• Intezer has discovered a new, sophisticated malware that we have named “HiddenWasp”, targeting Linux systems.
• The malware is still active and has a zero-detection rate in all major anti-virus systems.
• Unlike common Linux malware, HiddenWasp is not focused on crypto-mining or DDoS activity. It is a trojan purely used for targeted remote control.
• Evidence shows in high probability that the malware is used in targeted attacks for victims who are already under the attacker’s control, or have gone through a heavy reconnaissance.
• HiddenWasp authors have adopted a large amount of code from various publicly available open-source malware, such as Mirai and the Azazel rootkit. In addition, there are some similarities between this malware and other Chinese malware families, however the attribution is made with low confidence.
• We have detailed our recommendations for preventing and responding to this threat.

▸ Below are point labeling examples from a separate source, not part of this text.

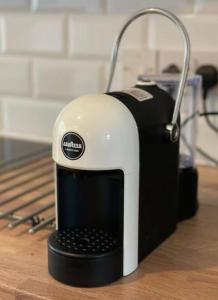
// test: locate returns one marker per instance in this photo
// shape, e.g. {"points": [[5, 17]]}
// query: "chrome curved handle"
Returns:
{"points": [[172, 127]]}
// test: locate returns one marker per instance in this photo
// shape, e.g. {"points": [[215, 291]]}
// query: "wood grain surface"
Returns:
{"points": [[185, 266]]}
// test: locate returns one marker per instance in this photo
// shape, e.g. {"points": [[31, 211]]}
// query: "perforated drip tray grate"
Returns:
{"points": [[86, 241]]}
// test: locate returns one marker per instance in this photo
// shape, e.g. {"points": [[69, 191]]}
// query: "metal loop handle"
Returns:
{"points": [[173, 127]]}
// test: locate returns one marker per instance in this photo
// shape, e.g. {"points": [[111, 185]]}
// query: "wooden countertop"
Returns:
{"points": [[185, 266]]}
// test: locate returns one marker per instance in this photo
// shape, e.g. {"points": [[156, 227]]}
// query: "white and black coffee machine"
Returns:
{"points": [[116, 157]]}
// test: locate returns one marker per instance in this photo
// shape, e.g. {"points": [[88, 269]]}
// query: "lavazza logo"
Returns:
{"points": [[73, 145]]}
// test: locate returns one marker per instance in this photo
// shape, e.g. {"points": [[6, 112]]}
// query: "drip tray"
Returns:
{"points": [[85, 256], [87, 241]]}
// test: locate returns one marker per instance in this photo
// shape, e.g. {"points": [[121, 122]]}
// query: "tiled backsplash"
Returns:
{"points": [[54, 50]]}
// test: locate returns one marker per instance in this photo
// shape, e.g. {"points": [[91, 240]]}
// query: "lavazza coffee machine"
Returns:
{"points": [[116, 158]]}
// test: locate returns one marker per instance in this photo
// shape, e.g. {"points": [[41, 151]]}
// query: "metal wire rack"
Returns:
{"points": [[27, 190]]}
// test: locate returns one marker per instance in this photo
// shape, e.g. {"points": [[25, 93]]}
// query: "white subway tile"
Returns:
{"points": [[168, 57], [129, 6], [15, 75], [206, 6], [14, 4], [67, 79], [28, 118], [75, 5], [163, 35], [94, 34], [28, 33], [205, 58], [132, 64]]}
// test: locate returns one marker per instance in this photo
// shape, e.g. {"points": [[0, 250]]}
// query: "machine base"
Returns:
{"points": [[188, 193], [86, 257]]}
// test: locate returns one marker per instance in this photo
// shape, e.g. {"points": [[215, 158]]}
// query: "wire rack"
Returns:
{"points": [[27, 191]]}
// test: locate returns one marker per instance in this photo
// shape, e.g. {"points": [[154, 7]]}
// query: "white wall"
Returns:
{"points": [[54, 50]]}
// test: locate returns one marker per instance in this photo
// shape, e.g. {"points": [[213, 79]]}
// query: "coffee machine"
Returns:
{"points": [[116, 165]]}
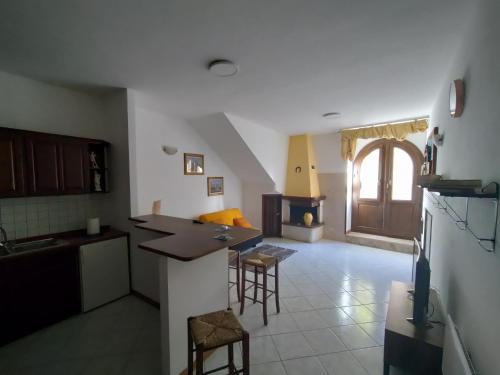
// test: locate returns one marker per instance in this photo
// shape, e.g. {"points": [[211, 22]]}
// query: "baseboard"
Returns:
{"points": [[145, 298]]}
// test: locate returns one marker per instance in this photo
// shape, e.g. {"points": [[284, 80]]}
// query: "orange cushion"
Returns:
{"points": [[226, 216], [241, 222], [219, 221]]}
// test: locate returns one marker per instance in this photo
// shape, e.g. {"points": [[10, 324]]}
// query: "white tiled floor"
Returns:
{"points": [[333, 306]]}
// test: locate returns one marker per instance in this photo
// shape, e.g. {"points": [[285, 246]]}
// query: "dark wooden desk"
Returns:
{"points": [[186, 240], [417, 349]]}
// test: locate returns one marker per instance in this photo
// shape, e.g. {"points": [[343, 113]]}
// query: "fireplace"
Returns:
{"points": [[293, 226], [297, 214]]}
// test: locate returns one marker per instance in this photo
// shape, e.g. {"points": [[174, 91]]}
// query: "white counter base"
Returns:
{"points": [[188, 289]]}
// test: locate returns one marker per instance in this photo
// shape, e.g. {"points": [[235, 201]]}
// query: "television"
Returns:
{"points": [[420, 293]]}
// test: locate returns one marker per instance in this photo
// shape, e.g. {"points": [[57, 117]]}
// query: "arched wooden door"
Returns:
{"points": [[385, 197]]}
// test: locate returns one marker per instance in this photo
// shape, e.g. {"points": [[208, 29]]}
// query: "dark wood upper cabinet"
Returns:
{"points": [[42, 160], [74, 166], [49, 164], [11, 164]]}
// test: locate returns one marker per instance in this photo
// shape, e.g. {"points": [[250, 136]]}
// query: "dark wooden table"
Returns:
{"points": [[186, 240], [416, 349]]}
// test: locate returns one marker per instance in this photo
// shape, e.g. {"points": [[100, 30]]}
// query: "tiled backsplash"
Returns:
{"points": [[33, 216]]}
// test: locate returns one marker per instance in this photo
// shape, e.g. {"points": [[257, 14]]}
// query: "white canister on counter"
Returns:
{"points": [[93, 226]]}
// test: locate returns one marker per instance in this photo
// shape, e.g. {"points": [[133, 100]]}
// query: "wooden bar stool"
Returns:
{"points": [[212, 331], [234, 257], [262, 264]]}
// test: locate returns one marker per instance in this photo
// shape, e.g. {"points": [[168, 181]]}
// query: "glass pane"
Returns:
{"points": [[368, 175], [402, 175]]}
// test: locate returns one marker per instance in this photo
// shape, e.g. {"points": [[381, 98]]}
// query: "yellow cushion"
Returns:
{"points": [[242, 222], [220, 221], [224, 217]]}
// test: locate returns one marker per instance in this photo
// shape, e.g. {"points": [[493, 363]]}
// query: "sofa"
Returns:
{"points": [[227, 217]]}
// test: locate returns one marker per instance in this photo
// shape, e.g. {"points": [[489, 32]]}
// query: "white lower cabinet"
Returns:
{"points": [[104, 272]]}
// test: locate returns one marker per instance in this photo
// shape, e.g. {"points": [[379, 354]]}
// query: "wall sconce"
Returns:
{"points": [[438, 139], [169, 150]]}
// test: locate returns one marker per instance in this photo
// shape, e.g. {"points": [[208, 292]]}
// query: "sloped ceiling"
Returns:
{"points": [[223, 138]]}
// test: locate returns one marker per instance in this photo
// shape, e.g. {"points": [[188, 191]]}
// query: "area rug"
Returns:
{"points": [[280, 252]]}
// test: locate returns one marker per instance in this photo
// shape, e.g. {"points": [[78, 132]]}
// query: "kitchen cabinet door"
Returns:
{"points": [[42, 160], [74, 166], [39, 289], [11, 164]]}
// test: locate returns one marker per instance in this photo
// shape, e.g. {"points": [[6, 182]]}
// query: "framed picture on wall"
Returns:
{"points": [[194, 164], [215, 185]]}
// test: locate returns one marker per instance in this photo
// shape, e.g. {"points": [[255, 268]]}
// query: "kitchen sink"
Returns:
{"points": [[35, 245]]}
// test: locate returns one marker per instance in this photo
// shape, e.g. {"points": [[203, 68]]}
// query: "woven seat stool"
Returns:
{"points": [[234, 263], [214, 330], [261, 263]]}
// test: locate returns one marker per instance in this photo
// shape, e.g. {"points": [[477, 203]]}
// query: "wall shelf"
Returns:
{"points": [[490, 191]]}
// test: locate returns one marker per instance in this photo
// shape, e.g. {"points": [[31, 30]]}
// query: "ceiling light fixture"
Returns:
{"points": [[331, 115], [223, 68]]}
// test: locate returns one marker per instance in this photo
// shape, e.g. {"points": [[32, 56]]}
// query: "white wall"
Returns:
{"points": [[161, 176], [269, 147], [157, 176], [33, 105], [468, 277]]}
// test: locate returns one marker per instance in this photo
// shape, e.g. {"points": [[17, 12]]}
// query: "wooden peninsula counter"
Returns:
{"points": [[193, 269]]}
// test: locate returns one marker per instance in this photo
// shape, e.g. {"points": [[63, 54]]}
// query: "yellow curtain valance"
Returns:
{"points": [[397, 131]]}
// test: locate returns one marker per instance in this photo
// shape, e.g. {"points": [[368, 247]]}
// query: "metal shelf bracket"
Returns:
{"points": [[487, 244]]}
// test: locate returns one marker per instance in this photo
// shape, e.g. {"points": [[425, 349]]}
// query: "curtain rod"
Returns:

Although the Linux threat ecosystem is crowded with IoT DDoS botnets and crypto-mining malware, it is not very common to spot trojans or backdoors in the wild.
Unlike Windows malware, Linux malware authors do not seem to invest too much effort writing their implants. In an open-source ecosystem there is a high ratio of publicly available code that can be copied and adapted by attackers.
In addition, Anti-Virus solutions for Linux tend to not be as resilient as in other platforms. Therefore, threat actors targeting Linux systems are less concerned about implementing excessive evasion techniques since even when reusing extensive amounts of code, threats can relatively manage to stay under the radar.
Nevertheless, malware with strong evasion techniques do exist for the Linux platform. There is also a high ratio of publicly available open-source malware that utilize strong evasion techniques and can be easily adapted by attackers.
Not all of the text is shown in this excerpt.